UM, Legislature Working To Secure STEM Center Funding

University seeks up to $40 million for massive building project

State Sen. Gray Tollison, R-Oxford, (second from left) meets with University of Mississippi leaders about funding UM’s planned science, technology, engineering and mathematics building.

State Sen. Gray Tollison, R-Oxford, (second from left) meets with UM leaders about funding the university’s planned science, technology, engineering and mathematics building. Photo by Thomas Graning/Ole Miss Communications

OXFORD, Miss. – University of Mississippi leaders are working with the Mississippi Legislature to secure up to $40 million over four years toward the cost of a new $138 million science, technology, engineering and mathematics building. 

The center is the crown jewel of the university’s newly-created Science District. 

UM Chancellor Jeffrey Vitter notes the university’s longstanding commitment to STEM education and research. The university’s faculty and administrators have worked hard to establish a strong foundation for the future, he said.

“This facility will be critical to ensuring the university can continue to meet the needs of students and researchers and stay at the forefront of STEM education,” Vitter said. “It will help us produce graduates who will fulfill crucial state and national needs, serve as leaders across the region and nation, and help attract new jobs to benefit all of Mississippi.”

State Sen. Gray Tollison, R-Oxford, supports the funding. He recently met with university leaders to discuss the proposal for which lawmakers are trying to come to an agreement on the funding total and other details as the legislative session winds down. Tollison chairs the Senate Education Committee and is also on the Appropriations Committee. 

The senator believes the project is crucial for the future of the state and also the university, which is designated as an R-1 research institution, the highest possible ranking in the Carnegie Classification of Institutions of Higher Education.

“The STEM building is the university’s top capital improvement project, and I am happy to support this effort,” Tollison said. “I will use my experience and established relationships in the Legislature to help Ole Miss secure bond funds to complete this building.

“I agree with Chancellor Vitter that the STEM building at Ole Miss can help transform STEM education in Mississippi.” 

The goal is to have the 200,000-square-foot building completed by the 2018-19 academic year. The project has been underway since the Gertrude C. Ford Foundation’s $25 million donation to the project was announced last fall. The university will find other private funds, use internally generated cash and borrow to cover the remaining costs of the building.
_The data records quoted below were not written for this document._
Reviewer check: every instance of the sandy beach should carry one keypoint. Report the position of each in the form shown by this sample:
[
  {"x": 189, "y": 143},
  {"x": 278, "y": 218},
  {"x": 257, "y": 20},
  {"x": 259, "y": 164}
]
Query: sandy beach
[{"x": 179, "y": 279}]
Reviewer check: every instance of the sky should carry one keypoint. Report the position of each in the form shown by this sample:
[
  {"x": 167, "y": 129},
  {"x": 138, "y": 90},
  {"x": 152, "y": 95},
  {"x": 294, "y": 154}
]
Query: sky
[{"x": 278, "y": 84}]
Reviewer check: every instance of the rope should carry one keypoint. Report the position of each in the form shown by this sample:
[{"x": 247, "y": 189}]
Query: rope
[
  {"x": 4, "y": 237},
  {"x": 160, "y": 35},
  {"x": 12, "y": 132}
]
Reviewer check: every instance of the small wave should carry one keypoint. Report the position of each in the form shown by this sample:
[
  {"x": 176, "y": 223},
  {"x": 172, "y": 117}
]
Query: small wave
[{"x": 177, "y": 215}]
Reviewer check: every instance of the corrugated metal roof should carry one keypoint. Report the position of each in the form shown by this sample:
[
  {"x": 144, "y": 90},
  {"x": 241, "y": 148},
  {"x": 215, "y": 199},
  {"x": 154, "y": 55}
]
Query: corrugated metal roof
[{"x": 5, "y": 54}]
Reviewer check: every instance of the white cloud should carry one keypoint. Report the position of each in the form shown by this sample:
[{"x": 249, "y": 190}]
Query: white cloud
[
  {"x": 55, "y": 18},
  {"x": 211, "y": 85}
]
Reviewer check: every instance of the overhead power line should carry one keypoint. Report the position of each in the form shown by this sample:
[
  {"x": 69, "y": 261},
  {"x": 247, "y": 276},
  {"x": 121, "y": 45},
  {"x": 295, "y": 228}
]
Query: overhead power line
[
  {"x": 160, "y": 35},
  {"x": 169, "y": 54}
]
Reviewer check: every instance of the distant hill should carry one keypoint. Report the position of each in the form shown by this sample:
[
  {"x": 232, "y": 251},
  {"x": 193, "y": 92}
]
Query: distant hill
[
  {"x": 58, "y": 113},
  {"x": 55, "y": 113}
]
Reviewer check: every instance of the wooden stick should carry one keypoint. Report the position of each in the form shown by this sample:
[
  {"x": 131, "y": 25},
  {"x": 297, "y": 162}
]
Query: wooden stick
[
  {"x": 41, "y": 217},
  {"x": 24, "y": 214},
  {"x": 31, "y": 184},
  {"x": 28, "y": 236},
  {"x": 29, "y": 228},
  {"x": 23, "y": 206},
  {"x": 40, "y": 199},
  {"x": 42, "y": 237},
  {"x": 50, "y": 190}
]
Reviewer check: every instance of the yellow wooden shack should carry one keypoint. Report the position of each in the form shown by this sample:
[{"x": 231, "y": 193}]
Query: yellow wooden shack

University leaders have a vision for the new building to be an important tool to bolster science literacy in Mississippi by providing a place to prepare STEM graduates as well as K-12 teachers of those subjects. 

Mississippi’s future workforce projections suggest a great need for professionals with degrees in STEM fields, UM Provost Morris Stocks said. It is the university’s responsibility to provide them with the best possible training, he said.

“Our science facilities have served us well for decades but are now unable to meet the demands of our growing student body,” Stocks said. “The new STEM building will be a premier educational facility and will allow us to expand and enhance our ability to prepare students.”

In addition to the STEM facility, the UM Science District includes Coulter Hall (chemistry), Thad Cochran Research Center (National Center for Natural Products Research, Research Institute of Pharmaceutical Sciences and School of Pharmacy), Faser Hall (pharmacy), Shoemaker Hall (biology), Hume Hall (mathematics), Carrier, Anderson and Brevard (School of Engineering) halls, the Kennon Observatory and Lewis Hall (physics and astronomy) and the Haley Barbour Center for Manufacturing Excellence. 

A major artery through the Science District is to be named in honor of the Gertrude C. Ford Foundation, which has contributed more than $53.6 million the university, including funds for the STEM project. 

Ford Way will run between University Avenue and All American Drive just north of Vaught-Hemingway Stadium, which includes the location for the new STEM building.

The area will also be the site of a commemorative area created to honor author William Faulkner, the Nobel Prize winner who once worked on that part of campus. The goal for the pathway is to merge science and literature to show the connections of the liberal arts.